Reputation: 79
As seen in the snippet, I have a Regex that should identify any empty lines. (I'm aware I can just do /n/n, but it doesn't suit my purposes). I've tested it in a word editor, and it picks up every new line when using the find tool. But in JS, I'm still getting the entire file. What am I missing, here?
const mockData = `This is some fake data
with multiple sentences
and line breaks`;
const newArr = mockData.split(/^\s*$/);
console.log(newArr[0]);
Upvotes: 0
Views: 47
Reputation: 29115
You have a multiline string but aren't using the m
(multiline) flag. Without it ^
and $
match the start/end of the entire string, so you'd only split if the entirety of the string was composed of whitespace:
//multiline - all whitespace
const mockData = `
`;
const newArr = mockData.split(/^\s*$/);
console.log(newArr);
Using the m
flag, the ^
and $
characters instead match start/end of each line. So now the regex works to split on lines that are either empty or composed of newline characters:
const mockData = `This is some fake data
with multiple sentences
and line breaks`;
const newArr = mockData.split(/^\s*$/m);
console.log(newArr);
If you intend to split at newlines and empty lines leaving no blanks, then you can eschew the ^
and $
characters entirely, since they are actually more trouble. The engine might do a split before a newline because that's the end of the line $
. So, instead of trying to get around that with more regex, just split on whitespace + a newline or newline + whitespace.
const mockData = `This is some fake data
with multiple sentences
and line breaks`;
const newArr = mockData.split(/\s*[\r\n]+|[\r\n]+\s*/);
console.log(newArr);
With this you don't need to use the multiline flag, since you never use the behaviour it introduces.
Also, I should note that [\r\n]+
is a slight cheat on my part.
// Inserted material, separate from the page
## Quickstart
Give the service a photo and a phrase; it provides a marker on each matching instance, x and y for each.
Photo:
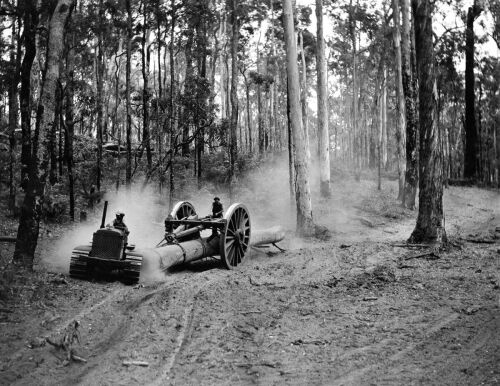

The end of line characters are either \r\n
or just \n
, you very likely will never encounter a simple \r
. However, the proper regex then is \r?\n
which I find ugly, especially if you try to repeat it - (\r?\n)+
. A character class is ever so slightly inaccurate yet in a way that should never have any effect on accuracy.
Upvotes: 1
Reputation: 178422
Using the multiline flag works better
const newArr = mockData.split(/\s*$/m);
Take your pick
const re1 = /^\s*|\s*$/m
const re2 = /^\s*$/m
const re3 = /\s*$/m
const mockData = `This is some fake data
with multiple sentences
and line breaks`;
const newArr1 = mockData.split(re1);
console.log(JSON.stringify(newArr1))
const newArr2 = mockData.split(re2);
console.log(JSON.stringify(newArr2))
const newArr3 = mockData.split(re3);
console.log(JSON.stringify(newArr3))
Upvotes: 0